Thomas Walker

In this paper, we wanted to formalise the following intuition. Suppose you have a neural network that you want to learn the following distribution.

Of course, we do not have access to this distribution, otherwise, why would we need to learn it? Instead, we have access to some training data sampled from this distribution.

Typically, neural networks are over-parameterised so they can in theory learn to memorise the data. In this case, the neural network's representation is unlikely to generalise in areas further away from the training data.

Probabilistic generalisation bounds give a probability of how large the error of the neural network's representation is against the underlying distribution. Therefore, they need to account for the possibility that the neural network has just memorised the training data, and thus they are fairly loose.

In practice, it is observed that the representations that the neural networks learn generalise fairly well, despite having the capacity to memorise the training data.

However, until now we had no way of incorporating this observation into the derivation of probabilistic generalisation bounds. Our intuition was that finding a way to incorporate this into the derivation of probabilistic generalisation bounds would lead to substantially tighter generalisation bounds. Indeed, if the neural network representation is generalised to unseen data one would expect that it has captured some aspect of the underlying distribution of the training data.

We were motivated to work on this problem since this could lead to substantially tighter generalisation bounds that could then be used to certify the performance of neural networks.

The approach we used to incorporate the observation that neural networks generalise well into the derivation of generalisation bounds was inspired by formal verification methods. Methods of formal verification test the robustness of neural networks.
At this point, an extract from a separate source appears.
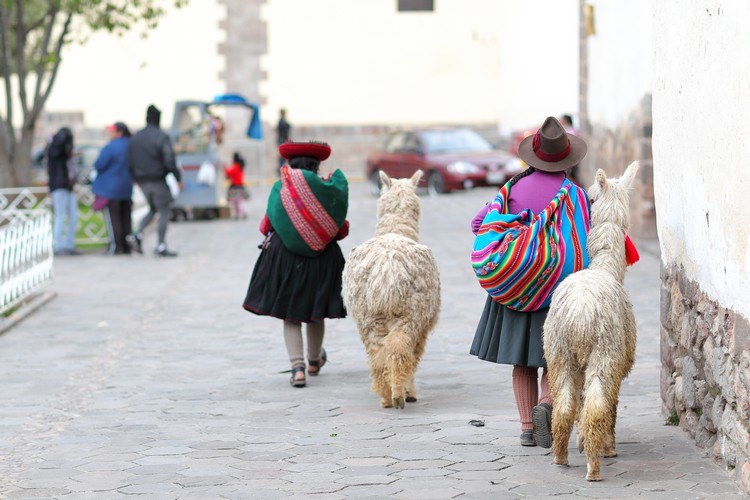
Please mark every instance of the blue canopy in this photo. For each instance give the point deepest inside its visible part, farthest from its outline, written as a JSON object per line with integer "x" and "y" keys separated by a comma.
{"x": 254, "y": 130}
That is, they can be used to determine how sensitive the network performance is to changes in the input data. More specifically, for each training point, we can determine the maximum perturbation we can make to it whilst still getting the neural network to behave correctly. This means that within this region of perturbation around a training point, we can be sure that the neural network's representation of the data matches that of the underlying distribution.

With this formalisation of the generalisation observation, we successfully obtain substantially tighter generalisation bounds for neural networks. Thus we formally verify our intuition that robust neural networks have a larger generalisation capacity.
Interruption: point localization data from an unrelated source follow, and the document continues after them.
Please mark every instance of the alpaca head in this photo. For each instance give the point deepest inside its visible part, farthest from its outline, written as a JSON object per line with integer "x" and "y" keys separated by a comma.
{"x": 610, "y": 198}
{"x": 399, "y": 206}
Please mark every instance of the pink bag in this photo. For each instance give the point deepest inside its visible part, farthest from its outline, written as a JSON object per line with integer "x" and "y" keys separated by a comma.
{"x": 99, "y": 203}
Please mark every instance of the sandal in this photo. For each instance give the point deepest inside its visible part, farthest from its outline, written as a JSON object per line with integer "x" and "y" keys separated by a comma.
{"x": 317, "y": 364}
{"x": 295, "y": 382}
We chose this approach since there is substantial work on formal verification methods. Hence, the theoretical consequences of our work could be realised in practice. However, it remains to be seen exactly how these improvements in the bounds will manifest in practice. Since our generalisation bounds are probabilistic, with this work we aim to initiate a shift in perspective in the formal verification community, from one of verifying spatially larger perturbations to one of verifying probabilistically larger perturbations.